Building a Quantum Variational Classifier Using Real-World Data

Published in

Qiskit

12 min readApr 9, 2021

Interested in getting started with Qiskit Machine Learning? Learn more here.

Hello world, I’m Rodney Osodo. An undergrad student at Jomo Kenyatta University of Agriculture and Technology in Kenya. I’ve been interested in quantum computing for a while now and am so excited to share my learning from my most recent experience with quantum computing.

For my Quantum Open Source Foundation project, I built a quantum variational classifier using a heart attack dataset. The purpose of this project was to help me gain insight into the actual construction of a quantum model, applied to real data. By sharing these insights, I hope to help many of you understand and learn much of the dynamics that accompany quantum machine learning, which I grasped while doing this project.

Before I get started, it’s important to note that quantum machine learning is in its early stages, and this blog does not discuss, or claim to have found, any advantages in using these methods over classical machine learning methods. However, it was an exciting way to get started experimenting with this field, and I hope it will inspire you to experiment as well.

My project plan was to:

Explore a specific dataset and preprocess it. For this project, we decided to use heart attack data as our baseline. This is because, in medical aspects, heart disease is the leading cause of death. In computation aspects, the dataset was rather small and we could easily fit it on today’s quantum computers. We also used the iris dataset and wine datasets for validation, included at the bottom of this blog.
Create a quantum neural network (AKA variational classifier) by combining a feature map, variational circuit, and measurement component (don’t worry, I will explain what these components mean in detail).
Explore different types of optimizers, featuremaps, depths of featuremaps and depths of the variational circuit.
Explain my observations based on the best 10 model configurations.
Try to understand why these models performed the best and see if they are able to generalize well on new data.

Exploratory Data Analysis

Exploratory Data Analysis (EDA) refers to the critical process of performing initial investigations on a dataset so as to discover patterns, spot anomalies, test hypotheses and check assumptions. It it usually good practice in data science to explore the data first before getting your hands dirty and starting to build models. I won’t dwell too much on this section, since I’d like to focus more on QML than on the data!

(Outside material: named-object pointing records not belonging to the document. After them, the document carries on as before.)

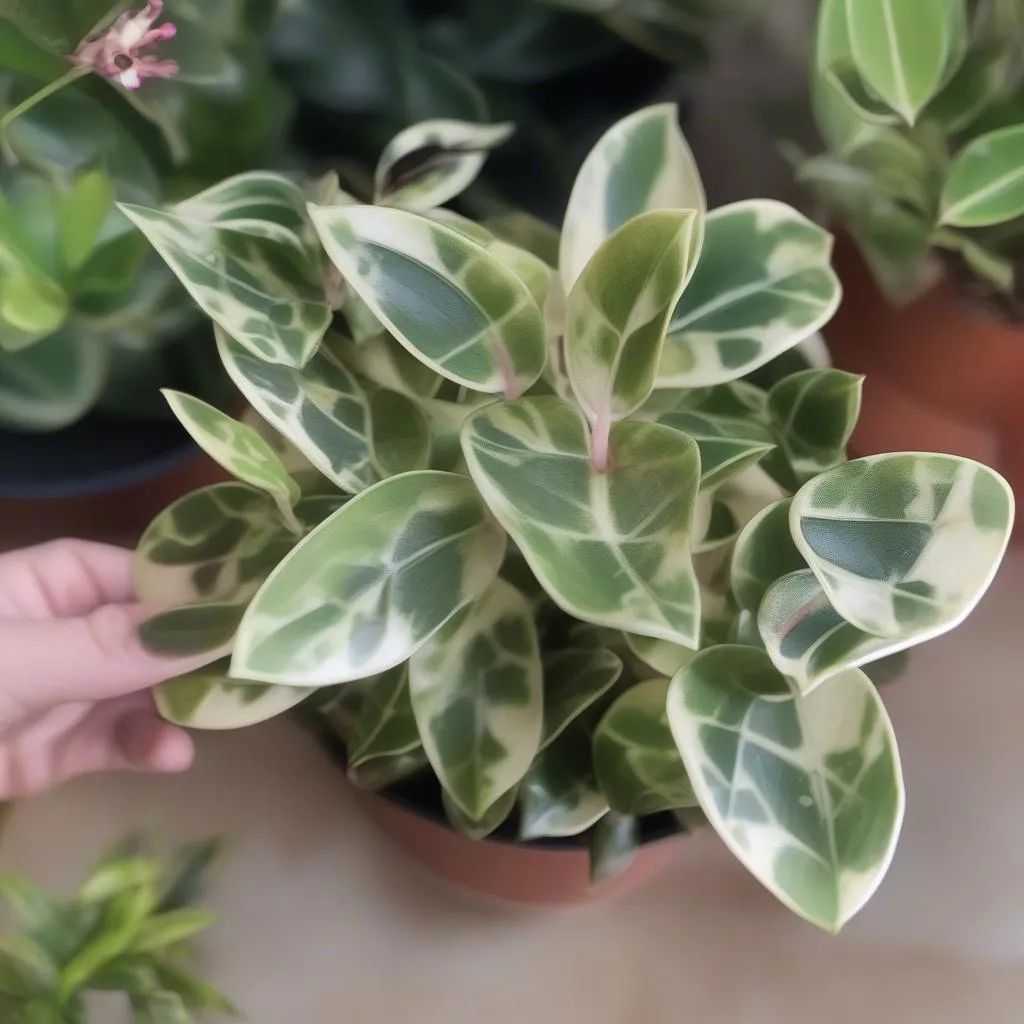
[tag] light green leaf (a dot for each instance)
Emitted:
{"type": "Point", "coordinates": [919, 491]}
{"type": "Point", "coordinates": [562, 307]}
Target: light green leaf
{"type": "Point", "coordinates": [986, 181]}
{"type": "Point", "coordinates": [635, 758]}
{"type": "Point", "coordinates": [259, 285]}
{"type": "Point", "coordinates": [354, 434]}
{"type": "Point", "coordinates": [640, 164]}
{"type": "Point", "coordinates": [371, 584]}
{"type": "Point", "coordinates": [239, 449]}
{"type": "Point", "coordinates": [444, 297]}
{"type": "Point", "coordinates": [904, 545]}
{"type": "Point", "coordinates": [609, 548]}
{"type": "Point", "coordinates": [902, 48]}
{"type": "Point", "coordinates": [430, 163]}
{"type": "Point", "coordinates": [559, 796]}
{"type": "Point", "coordinates": [476, 688]}
{"type": "Point", "coordinates": [806, 792]}
{"type": "Point", "coordinates": [762, 286]}
{"type": "Point", "coordinates": [617, 311]}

We also shuffled the data to introduce some randomness, we removed less relevant features, and we normalized the data using sklearn.preprocessing.MinMaxScaler between ranges-2π and 2π. This is to ensure we utilize the Hilbert space appropriately as we will be encoding the data into quantum states via rotation angles. We split the data into training set for creating the model and test set for testing the model, keeping the test set size to 30% of the total dataset which is rather standard in classical machine learning.

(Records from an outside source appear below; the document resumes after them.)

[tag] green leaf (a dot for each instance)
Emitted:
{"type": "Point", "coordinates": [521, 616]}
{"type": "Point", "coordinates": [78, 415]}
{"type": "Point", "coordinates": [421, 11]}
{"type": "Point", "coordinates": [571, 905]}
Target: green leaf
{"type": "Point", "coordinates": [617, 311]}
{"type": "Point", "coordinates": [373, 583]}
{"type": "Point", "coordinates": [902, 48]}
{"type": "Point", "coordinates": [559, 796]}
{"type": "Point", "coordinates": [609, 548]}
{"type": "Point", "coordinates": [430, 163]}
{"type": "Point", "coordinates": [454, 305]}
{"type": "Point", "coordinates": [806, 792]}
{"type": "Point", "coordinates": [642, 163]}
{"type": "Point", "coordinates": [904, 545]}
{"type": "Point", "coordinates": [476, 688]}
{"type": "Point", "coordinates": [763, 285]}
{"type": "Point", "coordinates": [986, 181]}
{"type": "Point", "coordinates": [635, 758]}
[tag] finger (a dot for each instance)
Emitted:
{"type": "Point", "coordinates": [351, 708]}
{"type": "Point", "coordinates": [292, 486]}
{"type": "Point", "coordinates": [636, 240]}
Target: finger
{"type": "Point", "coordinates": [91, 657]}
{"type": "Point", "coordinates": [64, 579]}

Explaining Variational Quantum Classifiers

For this point onward, we will be using the Qiskit framework to do our quantum computing. A typical quantum machine learning model is composed of two parts, a classical part for pre- and post-processing data and a quantum part for harnessing the power of quantum mechanics to perform certain calculations more easily, such as, perhaps, solving systems of linear equations. One of the main motivations for using quantum machine learning is because it is difficult to train very large machine learning models on huge datasets. The hope is that one day, features of quantum computing can be used as resources.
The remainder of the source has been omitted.